Re: Constructors in camllight vs. ocaml

From: Xavier Leroy (Xavier.Leroy@inria.fr)
Date: Thu Jan 30 1997 - 11:29:01 MET


From: Xavier Leroy <Xavier.Leroy@inria.fr>
Message-Id: <199701301029.LAA25915@pauillac.inria.fr>
Subject: Re: Constructors in camllight vs. ocaml
In-Reply-To: <v01530500af093c3eab44@[10.0.2.15]> from Simon Clematide at "Jan 20, 97 04:31:29 pm"
To: sclematide@access.ch (Simon Clematide)
Date: Thu, 30 Jan 1997 11:29:01 +0100 (MET)

> Why do camllight and ocaml treat constructors differently?
>
> In camllight I can write
> #type ip = Pair of int * int;;
> Type ip defined.
> and the system recognizes Pair automatically as a value
> #Pair;;
> - : int * int -> ip = <fun>
>
> Doing the same in ocaml (1.03) I get:
> # type ip = Pair of int * int;;
> type ip = Pair of int * int
> # Pair;;
> The constructor Pair expects 2 argument(s),
> but is here applied to 0 argument(s)
>
> I do prefer the behavior of camllight especially for porting SML code.

The basic reason is the module system, but let me elaborate.

For reasonable performance, a datatype definition such as

                type ip = Pair of int * int

must not represent values of type ip literally, i.e. as a block tagged
"Pair" pointing to a two-field block representing a pair of integers.
It is crucial performance-wise to fold the two blocks into one block
tagged "Pair" holding the two integers.

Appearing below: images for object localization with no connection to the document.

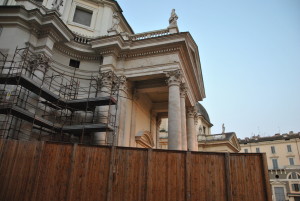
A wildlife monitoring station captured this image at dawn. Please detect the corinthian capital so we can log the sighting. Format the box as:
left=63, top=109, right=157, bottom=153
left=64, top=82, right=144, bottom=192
left=186, top=106, right=196, bottom=118
left=29, top=53, right=50, bottom=72
left=99, top=70, right=114, bottom=87
left=165, top=69, right=182, bottom=87
left=180, top=83, right=188, bottom=98
left=118, top=75, right=127, bottom=91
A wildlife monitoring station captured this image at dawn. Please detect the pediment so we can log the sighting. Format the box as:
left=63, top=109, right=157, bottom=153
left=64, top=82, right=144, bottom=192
left=135, top=130, right=154, bottom=148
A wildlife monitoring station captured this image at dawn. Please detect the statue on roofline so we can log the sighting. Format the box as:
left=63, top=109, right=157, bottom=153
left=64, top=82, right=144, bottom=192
left=52, top=0, right=64, bottom=11
left=222, top=123, right=225, bottom=133
left=109, top=12, right=120, bottom=31
left=168, top=9, right=178, bottom=28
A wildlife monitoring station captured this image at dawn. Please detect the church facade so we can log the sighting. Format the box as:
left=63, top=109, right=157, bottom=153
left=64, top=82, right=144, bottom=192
left=0, top=0, right=240, bottom=152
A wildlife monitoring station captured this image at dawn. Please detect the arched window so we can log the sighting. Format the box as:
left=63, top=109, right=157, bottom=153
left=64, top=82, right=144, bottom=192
left=287, top=172, right=300, bottom=179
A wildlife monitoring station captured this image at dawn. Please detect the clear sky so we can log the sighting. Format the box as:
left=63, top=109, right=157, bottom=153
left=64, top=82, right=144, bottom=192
left=117, top=0, right=300, bottom=139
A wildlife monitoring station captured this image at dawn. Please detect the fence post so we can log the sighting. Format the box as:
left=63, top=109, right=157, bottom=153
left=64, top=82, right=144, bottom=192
left=66, top=143, right=77, bottom=201
left=225, top=153, right=233, bottom=201
left=261, top=153, right=272, bottom=201
left=185, top=151, right=191, bottom=201
left=28, top=141, right=45, bottom=201
left=106, top=146, right=116, bottom=201
left=145, top=148, right=153, bottom=201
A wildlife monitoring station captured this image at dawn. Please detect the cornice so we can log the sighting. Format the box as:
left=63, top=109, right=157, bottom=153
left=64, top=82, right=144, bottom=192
left=119, top=46, right=180, bottom=59
left=0, top=6, right=73, bottom=42
left=54, top=43, right=100, bottom=60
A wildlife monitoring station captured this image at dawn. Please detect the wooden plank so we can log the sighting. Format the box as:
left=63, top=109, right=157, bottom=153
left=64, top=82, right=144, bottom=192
left=225, top=153, right=233, bottom=201
left=66, top=144, right=77, bottom=201
left=106, top=146, right=116, bottom=201
left=24, top=141, right=44, bottom=201
left=0, top=140, right=19, bottom=200
left=10, top=140, right=39, bottom=201
left=261, top=153, right=272, bottom=201
left=185, top=151, right=191, bottom=201
left=145, top=149, right=153, bottom=201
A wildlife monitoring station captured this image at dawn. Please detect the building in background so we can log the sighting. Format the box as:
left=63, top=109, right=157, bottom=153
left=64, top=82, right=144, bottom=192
left=239, top=132, right=300, bottom=201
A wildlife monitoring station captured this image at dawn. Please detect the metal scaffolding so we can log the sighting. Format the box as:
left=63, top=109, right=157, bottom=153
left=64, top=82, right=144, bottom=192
left=0, top=47, right=120, bottom=145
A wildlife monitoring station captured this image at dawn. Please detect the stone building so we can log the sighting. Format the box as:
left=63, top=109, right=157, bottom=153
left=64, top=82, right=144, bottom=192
left=0, top=0, right=211, bottom=151
left=239, top=132, right=300, bottom=201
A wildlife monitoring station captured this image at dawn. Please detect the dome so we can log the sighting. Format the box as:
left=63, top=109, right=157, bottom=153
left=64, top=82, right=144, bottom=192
left=195, top=102, right=211, bottom=124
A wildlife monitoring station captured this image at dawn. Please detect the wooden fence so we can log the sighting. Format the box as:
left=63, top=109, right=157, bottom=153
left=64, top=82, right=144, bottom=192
left=0, top=139, right=272, bottom=201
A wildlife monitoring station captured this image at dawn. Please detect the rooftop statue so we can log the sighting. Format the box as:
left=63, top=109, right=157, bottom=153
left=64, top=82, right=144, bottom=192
left=109, top=12, right=120, bottom=31
left=168, top=9, right=178, bottom=28
left=222, top=123, right=225, bottom=133
left=52, top=0, right=63, bottom=11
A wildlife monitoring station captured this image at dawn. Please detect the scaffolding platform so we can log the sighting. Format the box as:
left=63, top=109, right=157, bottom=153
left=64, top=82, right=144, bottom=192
left=0, top=73, right=117, bottom=110
left=0, top=104, right=113, bottom=135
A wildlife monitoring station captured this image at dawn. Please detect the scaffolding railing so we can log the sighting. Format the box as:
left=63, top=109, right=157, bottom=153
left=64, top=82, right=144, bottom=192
left=0, top=47, right=120, bottom=145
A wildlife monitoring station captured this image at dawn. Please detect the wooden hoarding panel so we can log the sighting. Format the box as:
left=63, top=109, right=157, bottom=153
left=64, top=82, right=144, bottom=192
left=190, top=153, right=227, bottom=201
left=67, top=145, right=111, bottom=201
left=0, top=140, right=272, bottom=201
left=111, top=148, right=148, bottom=201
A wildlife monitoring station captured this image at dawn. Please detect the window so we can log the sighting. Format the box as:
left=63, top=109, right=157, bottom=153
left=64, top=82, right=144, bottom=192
left=244, top=149, right=248, bottom=153
left=203, top=126, right=206, bottom=134
left=256, top=148, right=260, bottom=153
left=292, top=184, right=300, bottom=192
left=272, top=159, right=279, bottom=169
left=287, top=145, right=292, bottom=152
left=288, top=172, right=300, bottom=179
left=73, top=7, right=93, bottom=27
left=69, top=59, right=80, bottom=68
left=274, top=187, right=285, bottom=201
left=289, top=158, right=295, bottom=165
left=271, top=146, right=276, bottom=154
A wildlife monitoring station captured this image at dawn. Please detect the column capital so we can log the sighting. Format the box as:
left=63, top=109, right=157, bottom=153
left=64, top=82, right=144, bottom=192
left=194, top=115, right=199, bottom=125
left=165, top=69, right=182, bottom=87
left=187, top=106, right=196, bottom=118
left=118, top=75, right=127, bottom=92
left=99, top=70, right=114, bottom=87
left=180, top=83, right=188, bottom=98
left=29, top=53, right=50, bottom=72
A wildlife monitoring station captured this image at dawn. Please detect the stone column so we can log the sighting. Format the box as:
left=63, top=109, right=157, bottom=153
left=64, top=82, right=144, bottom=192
left=180, top=83, right=188, bottom=151
left=186, top=106, right=197, bottom=151
left=166, top=70, right=182, bottom=150
left=150, top=112, right=157, bottom=148
left=156, top=118, right=162, bottom=149
left=93, top=71, right=113, bottom=145
left=194, top=114, right=199, bottom=150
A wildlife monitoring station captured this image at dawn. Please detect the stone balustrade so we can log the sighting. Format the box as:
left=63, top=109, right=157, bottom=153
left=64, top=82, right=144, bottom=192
left=129, top=29, right=171, bottom=41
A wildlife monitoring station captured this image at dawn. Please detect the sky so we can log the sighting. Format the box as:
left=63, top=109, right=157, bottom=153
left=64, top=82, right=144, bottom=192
left=117, top=0, right=300, bottom=139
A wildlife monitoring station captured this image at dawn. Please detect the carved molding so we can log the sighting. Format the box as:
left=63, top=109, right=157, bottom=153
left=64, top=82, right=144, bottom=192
left=54, top=44, right=101, bottom=61
left=119, top=47, right=180, bottom=59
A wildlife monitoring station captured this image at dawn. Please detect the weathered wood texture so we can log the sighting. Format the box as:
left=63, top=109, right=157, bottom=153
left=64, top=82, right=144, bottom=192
left=0, top=139, right=272, bottom=201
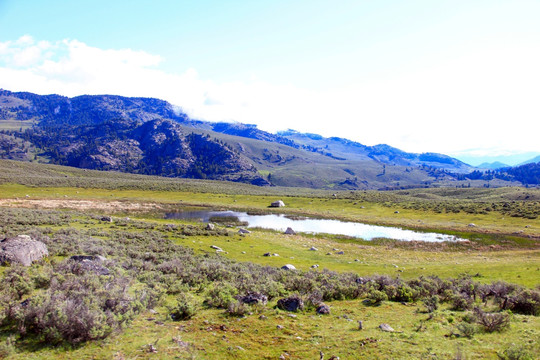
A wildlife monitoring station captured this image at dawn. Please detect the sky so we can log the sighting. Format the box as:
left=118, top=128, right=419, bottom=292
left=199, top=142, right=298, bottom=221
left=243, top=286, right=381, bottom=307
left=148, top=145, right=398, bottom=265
left=1, top=0, right=539, bottom=165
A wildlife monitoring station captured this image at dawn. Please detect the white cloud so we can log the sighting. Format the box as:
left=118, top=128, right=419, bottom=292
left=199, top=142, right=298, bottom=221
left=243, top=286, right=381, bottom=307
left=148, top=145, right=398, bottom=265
left=1, top=36, right=539, bottom=156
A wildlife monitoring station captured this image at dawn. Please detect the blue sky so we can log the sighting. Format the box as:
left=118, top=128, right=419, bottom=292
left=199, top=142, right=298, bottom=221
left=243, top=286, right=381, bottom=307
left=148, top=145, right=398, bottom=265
left=1, top=0, right=539, bottom=164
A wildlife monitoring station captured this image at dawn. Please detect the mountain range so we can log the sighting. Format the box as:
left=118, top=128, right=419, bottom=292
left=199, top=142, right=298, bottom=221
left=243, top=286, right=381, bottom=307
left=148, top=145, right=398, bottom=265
left=0, top=89, right=537, bottom=189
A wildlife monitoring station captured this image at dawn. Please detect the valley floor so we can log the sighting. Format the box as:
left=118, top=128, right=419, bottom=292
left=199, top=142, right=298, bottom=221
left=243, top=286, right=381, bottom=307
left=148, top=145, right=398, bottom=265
left=0, top=166, right=539, bottom=359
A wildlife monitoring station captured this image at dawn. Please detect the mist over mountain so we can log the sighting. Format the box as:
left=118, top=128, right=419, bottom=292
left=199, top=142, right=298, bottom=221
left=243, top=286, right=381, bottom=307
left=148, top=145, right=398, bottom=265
left=0, top=89, right=535, bottom=189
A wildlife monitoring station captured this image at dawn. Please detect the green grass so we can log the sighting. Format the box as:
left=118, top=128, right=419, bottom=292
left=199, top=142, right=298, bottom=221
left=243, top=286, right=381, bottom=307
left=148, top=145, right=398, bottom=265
left=0, top=120, right=35, bottom=131
left=0, top=160, right=539, bottom=359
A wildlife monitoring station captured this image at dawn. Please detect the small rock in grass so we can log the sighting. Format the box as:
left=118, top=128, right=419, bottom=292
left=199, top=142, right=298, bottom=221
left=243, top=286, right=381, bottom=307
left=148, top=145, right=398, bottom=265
left=379, top=323, right=395, bottom=332
left=316, top=303, right=330, bottom=315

Pretty much all ML compilers
do this.

Without modules, the compiler can still maintain the illusion that
Pair is really a one-argument constructor containing a pair, and not a
two-argument constructor. Accesses such as

        match x with Pair p -> p

are not terribly efficient (the pair is actually reconstructed on the
right-hand side in Caml Light), but they work.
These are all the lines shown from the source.